Meme War Erupts on SCCA Members Page

The SCCA Members Facebook group was a pretty quiet place for having nearly ten-thousand members. It was mostly a place for sale posts for C5, E36, or Miata parts or race cars. A place where SCCA Club Racers could peacefully peruse for their next motorsports event to place on the calendar between golf outings, or perhaps find the next project Corvette. The page had experienced scandal before, like the Great 93.9 Octane Measurement Crisis, but nothing could prepare it for the drama it has experienced the last few days. With one fell meme swoop, a ne'er-do-well Millennial by the name of Dennis Smith launched an all-out nuclear meme strike on the peaceful Boomer Nation of SCCA Members. Club Racers in their RVs everywhere had to adjust their reading glasses. What was this filth they were seeing on their iPhone 4s? That filth was memes. Dennis had unwittingly sparked the powder keg that was SCCA Members, hammering a spike in the growing divide between Boomers and Millennials, Road Racers and Autocrossers, Miatas and Corvettes, and more. The initial call for a ban for Dennis based on his annoying memes was met equally by support and protest.


SCCA Members received an unprecedented level of activity, especially from its younger members, but this wasn’t exactly welcomed by the Old Guard. Many wished for the troublesome Millennials to post their Me-Me’s elsewhere. Naturally this generated even more New Balance- and Corvette-themed memes to poke fun at the establishment.


The SCCA Members vs Dennis Smith Meme War of 2019, as cheeky as it may seem, highlights a very real issue not only about the SCCA but about amateur motorsports in general. As a sport, we have a very real Harley-Davidson Problem, which is to say that our core members (HPDE, club racers, etc) are aging out of the sport at a much faster rate than new members are growing into it. The generational tensions brought to light by the meme war are real beyond the memes. Even the most financially successful Millennials find it extremely difficult to schedule the time and budget the money to take frequent track day weekends or compete in wheel-to-wheel racing, opting instead for the much more economical outlets such as autocross. Clubs such as #GRIDLIFE have found ways to attract the younger crowd by streamlining administrative burdens (why do we still use paper in 2019?), simplifying rulebooks to allow for less expensive, easier, and more interesting builds, or relaxing traditionally stringent experience requirements such as needing an official racing license.
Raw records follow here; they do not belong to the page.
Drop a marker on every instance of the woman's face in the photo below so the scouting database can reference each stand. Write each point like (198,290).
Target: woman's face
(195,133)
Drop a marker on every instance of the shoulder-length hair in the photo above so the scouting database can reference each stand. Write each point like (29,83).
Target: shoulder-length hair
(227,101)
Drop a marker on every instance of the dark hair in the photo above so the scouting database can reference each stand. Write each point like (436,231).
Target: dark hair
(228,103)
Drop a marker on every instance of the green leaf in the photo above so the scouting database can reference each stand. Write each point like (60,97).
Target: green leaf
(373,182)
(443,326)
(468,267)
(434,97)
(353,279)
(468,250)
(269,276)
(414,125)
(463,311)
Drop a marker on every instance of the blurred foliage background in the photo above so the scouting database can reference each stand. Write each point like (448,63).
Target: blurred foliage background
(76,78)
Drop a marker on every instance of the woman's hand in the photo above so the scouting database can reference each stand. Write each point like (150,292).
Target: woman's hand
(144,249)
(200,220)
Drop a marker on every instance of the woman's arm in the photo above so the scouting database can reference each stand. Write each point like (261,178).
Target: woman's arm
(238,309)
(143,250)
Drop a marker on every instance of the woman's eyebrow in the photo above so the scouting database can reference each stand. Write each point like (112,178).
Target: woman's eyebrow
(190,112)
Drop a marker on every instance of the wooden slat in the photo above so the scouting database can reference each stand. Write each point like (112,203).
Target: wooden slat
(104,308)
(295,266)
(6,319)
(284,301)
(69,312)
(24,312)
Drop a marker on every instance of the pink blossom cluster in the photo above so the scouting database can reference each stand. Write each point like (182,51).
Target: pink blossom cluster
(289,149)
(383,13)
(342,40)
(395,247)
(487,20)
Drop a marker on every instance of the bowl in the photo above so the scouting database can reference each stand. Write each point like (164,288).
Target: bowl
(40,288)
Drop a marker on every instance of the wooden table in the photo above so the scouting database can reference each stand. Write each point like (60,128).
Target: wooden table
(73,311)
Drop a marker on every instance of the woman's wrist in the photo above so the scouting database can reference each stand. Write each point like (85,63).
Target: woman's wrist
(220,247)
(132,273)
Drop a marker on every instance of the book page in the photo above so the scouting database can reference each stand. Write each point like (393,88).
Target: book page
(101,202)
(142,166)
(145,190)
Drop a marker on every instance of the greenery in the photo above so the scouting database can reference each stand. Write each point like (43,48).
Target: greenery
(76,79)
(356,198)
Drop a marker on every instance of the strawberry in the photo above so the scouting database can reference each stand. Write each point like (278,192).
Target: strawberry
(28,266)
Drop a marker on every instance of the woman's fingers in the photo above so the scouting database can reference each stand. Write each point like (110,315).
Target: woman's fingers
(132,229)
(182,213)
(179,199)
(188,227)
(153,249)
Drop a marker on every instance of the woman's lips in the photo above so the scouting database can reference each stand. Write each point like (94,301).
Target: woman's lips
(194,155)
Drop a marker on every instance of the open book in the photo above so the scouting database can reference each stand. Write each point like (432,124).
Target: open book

Many of these programs such as Track Night in America or Gridlife Track Battle have been successful in getting drivers to take that “next step” into track driving, time attack, or even wheel-to-wheel racing. Simultaneously, they have been criticized by those already on the other side of the large barriers to entry as being too lax and risky. Certainly, there are valid arguments on both sides.

This is the tipping point. The SCCA has done a commendable job hiring some charismatic officers to manage new projects like Targa (bring it back!) and TNIA. Changes have been made to rule books to better align the classes with current car modifying trends or to reduce operating costs. We are seeing more effort put into making racing fun first and competitive second. Kudos to you, Grassroots Motorsports $2000 Challenge, LeMons, and Gridlife Touring Cup street glow.

In the next decade we will see one of two trends develop. Either the SCCA and its ilk will age themselves out of existence, to be replaced entirely by the likes of Formula Drift or #GRIDLIFE, or we can strike a balance between serving the interests of the established members and attracting newer, younger ones. This will only become ever harder into the future with Generation Z’s automotive culture still in question, so we all need to get our heads on straight and work together now. We should all be in this to have fun, not to stroke our own egos with plastic trophies or arguments about whose form of racing requires the most skill.

Thanks for the Call to Arms, Dennis. We fight to the last meme.